Tuesday, December 25, 2012

Park Factor: how reliable?

Sunday, May 29, 2011
Mays v. Aaron OPS on road against the other teams 1954-1968 v. OPS+

The 15 seasons 1954-1968 cover both players peaks but ends before divisions were created in 1969 when unbalanced schedules were introduced ...

OPS+ home and road against all teams 1954-1968: Mays 3.77% higher

OPS on road against the other teams: Mays .88% higher

If my method is accurate, Mays and Aaron may have been closer than OPS+ would suggest.
_____________________________

I was reconsidering my method for comparing two batters in the same league.  I compare their stats on the road but not in each other's parks.  The stats are in the same parks and against the same pitching staffs.  Essentially, it eliminates the need for ball park factor, which is needed because, unlike football and basketball, baseball embraces non-uniform playing areas to the cheers of all but me.

Hank Aaron and Willie Mays are remarkably close for the years analysed.  My method makes a lot of sense to me.  OPS+ (On Base Percentage plus Slugging average adjusted for park differences)  makes sense to me generally and I use it a lot even though I really don't understand how the park factor is applied.

So why are the percentage differences for Mays and Aaron so different: 3.77% v. .88%?

In this case my method has substantial sample sizes of 4,400 plate appearances for each of the two batters.

baseball-reference.com has such a difficult time explaining park factor that it resorts to quoting the entire section from an old Total Baseball document with this:

THIS DOES NOT BELONG TO ME AND MAY BE REMOVED IF I AM ASKED TO DO SO BY A REPRESENTATIVE OF TOTALBASEBALL.COM.

baseball-reference.com then states:

lg_OPS values are for a league average player in that ballpark for single season data, and for a league average player with the same career path as the given player. This means that two players from the same league will have different values here if they played in different parks.

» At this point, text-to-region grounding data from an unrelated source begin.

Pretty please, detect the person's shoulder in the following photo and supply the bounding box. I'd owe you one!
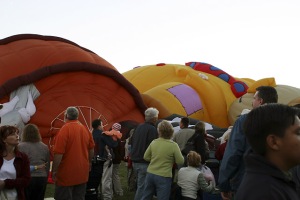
[57,123,71,133]
[64,120,86,128]
[173,131,180,139]
[150,138,158,143]
[231,114,248,132]
[178,167,185,172]
[92,129,102,135]
[157,138,174,143]
[187,128,195,132]
[134,123,145,131]
[136,122,157,132]
[15,150,29,159]
[18,142,26,146]
[175,129,183,134]
[40,141,50,149]
[101,133,114,140]
[18,143,26,152]
[168,139,180,147]
[183,128,194,133]
[236,179,288,200]
[18,142,31,149]
[236,113,248,122]
[61,121,74,127]
[146,122,156,129]
[178,166,189,173]
[173,132,179,141]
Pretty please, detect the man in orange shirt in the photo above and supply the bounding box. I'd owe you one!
[52,107,95,200]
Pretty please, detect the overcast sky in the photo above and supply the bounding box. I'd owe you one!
[1,0,300,88]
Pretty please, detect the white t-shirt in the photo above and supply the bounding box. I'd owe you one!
[0,158,18,199]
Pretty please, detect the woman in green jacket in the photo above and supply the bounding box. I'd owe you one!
[142,120,184,200]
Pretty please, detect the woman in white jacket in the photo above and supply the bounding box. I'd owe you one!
[177,151,214,200]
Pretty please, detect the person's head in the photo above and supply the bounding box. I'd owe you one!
[65,107,79,120]
[244,103,300,170]
[187,151,201,167]
[194,121,205,135]
[252,86,278,109]
[180,117,190,128]
[145,107,159,124]
[0,125,19,155]
[157,120,174,139]
[112,123,121,131]
[92,119,103,130]
[22,123,41,143]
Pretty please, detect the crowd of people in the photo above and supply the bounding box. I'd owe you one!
[129,108,217,200]
[1,85,300,200]
[0,124,50,200]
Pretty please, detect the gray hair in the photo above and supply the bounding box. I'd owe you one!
[145,107,159,122]
[65,107,79,120]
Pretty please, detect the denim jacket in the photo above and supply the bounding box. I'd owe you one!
[218,114,250,192]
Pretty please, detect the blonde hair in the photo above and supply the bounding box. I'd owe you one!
[157,120,174,139]
[187,151,201,167]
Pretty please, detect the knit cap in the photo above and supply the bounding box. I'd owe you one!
[112,123,121,131]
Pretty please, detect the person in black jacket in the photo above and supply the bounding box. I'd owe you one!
[235,104,300,200]
[131,107,159,200]
[292,164,300,198]
[181,121,208,168]
[85,119,118,200]
[192,121,209,165]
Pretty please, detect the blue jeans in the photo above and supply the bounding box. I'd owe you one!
[141,172,172,200]
[133,162,148,200]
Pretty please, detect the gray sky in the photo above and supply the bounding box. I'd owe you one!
[1,0,300,88]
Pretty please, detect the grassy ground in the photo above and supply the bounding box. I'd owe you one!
[45,162,135,199]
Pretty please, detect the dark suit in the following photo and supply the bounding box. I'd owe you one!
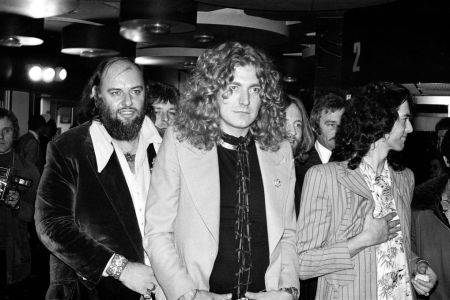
[412,175,450,300]
[16,132,43,172]
[35,123,153,300]
[294,147,321,300]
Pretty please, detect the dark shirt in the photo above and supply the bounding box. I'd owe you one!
[209,135,269,299]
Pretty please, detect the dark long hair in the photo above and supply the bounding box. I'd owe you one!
[333,82,413,171]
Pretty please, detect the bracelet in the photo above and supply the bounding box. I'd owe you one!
[279,287,299,300]
[105,254,128,280]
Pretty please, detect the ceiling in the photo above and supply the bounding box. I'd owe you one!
[2,0,450,98]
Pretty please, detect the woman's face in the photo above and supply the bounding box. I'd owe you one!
[285,103,303,152]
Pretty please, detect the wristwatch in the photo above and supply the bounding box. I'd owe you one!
[279,287,299,300]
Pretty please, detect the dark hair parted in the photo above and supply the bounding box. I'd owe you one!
[174,41,285,151]
[0,108,20,140]
[333,82,413,171]
[435,117,450,132]
[145,81,180,116]
[310,90,346,136]
[77,57,142,122]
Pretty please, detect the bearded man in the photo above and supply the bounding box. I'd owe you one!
[35,57,160,300]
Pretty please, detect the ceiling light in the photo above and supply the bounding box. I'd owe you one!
[120,0,197,42]
[0,13,44,47]
[194,34,215,43]
[0,0,78,18]
[55,67,67,81]
[61,24,134,57]
[42,67,56,82]
[28,66,42,82]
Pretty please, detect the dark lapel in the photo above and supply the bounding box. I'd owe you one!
[336,161,373,200]
[85,134,144,261]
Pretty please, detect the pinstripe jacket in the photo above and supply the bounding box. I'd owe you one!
[297,161,416,300]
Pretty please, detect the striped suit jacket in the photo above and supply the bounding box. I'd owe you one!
[297,161,416,300]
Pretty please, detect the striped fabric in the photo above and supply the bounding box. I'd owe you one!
[297,161,415,300]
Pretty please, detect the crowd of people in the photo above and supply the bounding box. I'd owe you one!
[1,41,448,300]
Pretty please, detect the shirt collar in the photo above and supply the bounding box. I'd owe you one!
[315,140,332,164]
[89,116,161,173]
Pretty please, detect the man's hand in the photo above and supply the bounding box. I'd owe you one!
[118,262,156,296]
[245,290,293,300]
[348,201,401,257]
[411,266,437,297]
[4,190,19,208]
[360,201,401,247]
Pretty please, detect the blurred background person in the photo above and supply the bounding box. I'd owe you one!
[283,94,314,217]
[16,115,46,173]
[145,81,179,137]
[435,117,450,154]
[0,108,40,299]
[412,129,450,300]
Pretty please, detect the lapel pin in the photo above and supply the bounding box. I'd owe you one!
[273,178,281,187]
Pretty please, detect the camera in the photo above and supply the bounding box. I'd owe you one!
[0,166,32,202]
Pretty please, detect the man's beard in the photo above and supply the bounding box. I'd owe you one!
[98,102,145,141]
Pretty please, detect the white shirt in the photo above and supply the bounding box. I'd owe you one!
[90,117,161,268]
[315,140,332,164]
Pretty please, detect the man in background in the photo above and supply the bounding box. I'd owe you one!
[145,81,179,137]
[0,108,40,299]
[16,114,45,172]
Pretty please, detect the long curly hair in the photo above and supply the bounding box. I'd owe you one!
[174,41,285,151]
[333,82,413,171]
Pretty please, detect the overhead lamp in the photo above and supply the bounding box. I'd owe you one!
[55,67,67,81]
[28,66,42,82]
[62,24,135,57]
[42,67,56,82]
[120,0,197,42]
[135,47,204,67]
[0,0,78,18]
[0,13,44,47]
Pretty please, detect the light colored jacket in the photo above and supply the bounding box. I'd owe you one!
[297,161,415,300]
[144,127,299,300]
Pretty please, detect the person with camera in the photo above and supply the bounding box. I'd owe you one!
[0,108,40,299]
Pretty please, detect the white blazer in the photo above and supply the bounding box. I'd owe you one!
[144,127,298,300]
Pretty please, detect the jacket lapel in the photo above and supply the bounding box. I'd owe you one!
[336,162,373,200]
[178,143,220,243]
[256,144,287,256]
[85,136,143,261]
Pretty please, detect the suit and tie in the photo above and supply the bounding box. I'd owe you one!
[144,127,299,300]
[297,161,415,299]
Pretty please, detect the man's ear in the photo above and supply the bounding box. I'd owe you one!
[443,156,450,168]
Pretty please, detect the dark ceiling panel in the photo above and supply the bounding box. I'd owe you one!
[196,0,397,11]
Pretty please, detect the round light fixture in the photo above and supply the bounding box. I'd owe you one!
[42,67,56,82]
[28,66,42,82]
[56,67,67,81]
[0,13,44,47]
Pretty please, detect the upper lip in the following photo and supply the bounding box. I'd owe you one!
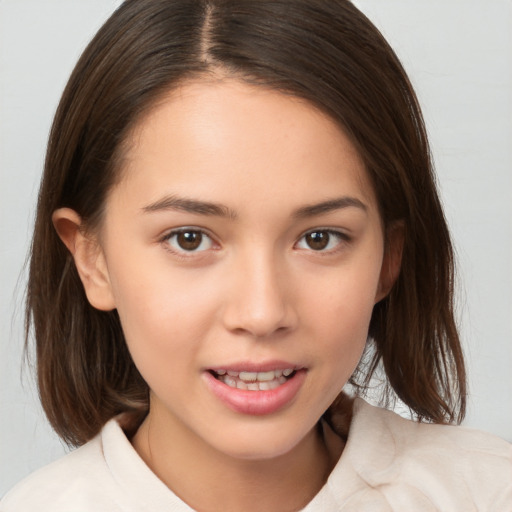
[207,361,303,373]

Historically, B-R has been using single-year park factors for recent years and 3-year park factors historically. I have changed that to now use 3-year factors by default for all years. Of course, the current season is only really a 2-year factor. The current year and last year. This can lead to some big changes in the numbers, from what had been on the site.
___________________________________

Then the fun begins with the explanation borrowed from Total Baseball.

It would seem like park factor would remain constant if all the parks remained the same.  Unfortunately, a casual glance at parks suggests that as a group they are in flux especially using the three year method.

It's disconcerting that OPS+ may be less reliable than some of us had thought.  Argh!

Also of interest:

Tuesday, November 13, 2012
Mays over Aaron.

2 comments:

Cliff Blau said...

This statement (from BB-Ref.com) makes no sense: "lg_OPS values are for a league average player in that ballpark for single season data, and for a league average player with the same career path as the given player."

Career path? Players in different parks have different lg_OPS because of their different park factors, not because of career pathes, whatever that is.

Kenneth Matinale said...

Yeah, that puzzled me too. I was waiting to read the Total Baseball stuff before asking Baseball Reference about its statement but I'll send an inquiry now.